News Release: Healthcare Providers Look to Real Estate to Create Efficiencies, Cut Costs

PressReleaseIconCALABASAS, Calif., April 30, 2013 – Exclusive research by Marcus & Millichap Real Estate Investment Services, the nation’s largest real estate investment services firm, reveals that ever-increasing operational costs and potential physician shortages are forcing providers to identify and exploit opportunities to create efficiencies and maximize revenues. Many large practices and health systems have started to look to real estate for assistance in meeting these objectives.

“From an investment perspective, health system mergers and acquisitions stand to elevate the overall credit characteristics of the nation’s medical office sector, resulting in additional high-quality acquisition opportunities, and potentially more favorable financing terms,” says Alan L. Pontius, managing director of the firm’s National Office and Industrial Properties Group (NOIPG). “While a shrinking tenant pool, along with ongoing pressure on reimbursements, may act as headwinds to rent growth in coming years, the lower-risk profile associated with hospital-grade tenants should counterbalance any impact on property prices and cap rates.” Pontius also believes that healthcare industry consolidation and an approaching wave of physician retirements will contribute to further divergence in property performance and values based on asset age, as large providers overlook many aging properties due to their inflexible designs.
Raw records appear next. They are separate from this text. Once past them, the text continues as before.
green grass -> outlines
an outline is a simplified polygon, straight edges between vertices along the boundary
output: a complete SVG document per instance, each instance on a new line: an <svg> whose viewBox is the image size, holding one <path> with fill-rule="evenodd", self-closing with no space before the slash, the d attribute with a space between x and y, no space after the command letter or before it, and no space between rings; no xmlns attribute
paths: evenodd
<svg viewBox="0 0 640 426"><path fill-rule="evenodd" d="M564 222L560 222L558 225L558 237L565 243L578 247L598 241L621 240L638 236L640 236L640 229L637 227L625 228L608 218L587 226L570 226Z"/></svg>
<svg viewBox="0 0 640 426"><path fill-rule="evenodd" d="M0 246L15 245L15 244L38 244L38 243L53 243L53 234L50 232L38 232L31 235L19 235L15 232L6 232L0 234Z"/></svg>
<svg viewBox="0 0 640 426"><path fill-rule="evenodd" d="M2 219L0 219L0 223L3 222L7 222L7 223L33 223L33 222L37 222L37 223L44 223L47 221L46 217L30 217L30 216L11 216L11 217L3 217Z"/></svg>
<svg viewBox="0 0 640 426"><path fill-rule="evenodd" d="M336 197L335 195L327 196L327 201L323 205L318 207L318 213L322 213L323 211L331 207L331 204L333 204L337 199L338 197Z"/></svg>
When it comes to financing, the medical office sector continues to be a magnet for capital. “Financing remains abundant for institutional-grade medical office buildings, such as performing on-campus assets and select top-quality off-campus properties affiliated with high-credit hospital systems,” says Bill Hughes, senior vice president and managing director of Marcus & Millichap Capital Corp. Hughes also notes that commercial mortgage-backed securities (CMBS) originations in the medical office space increased 60% in 2012.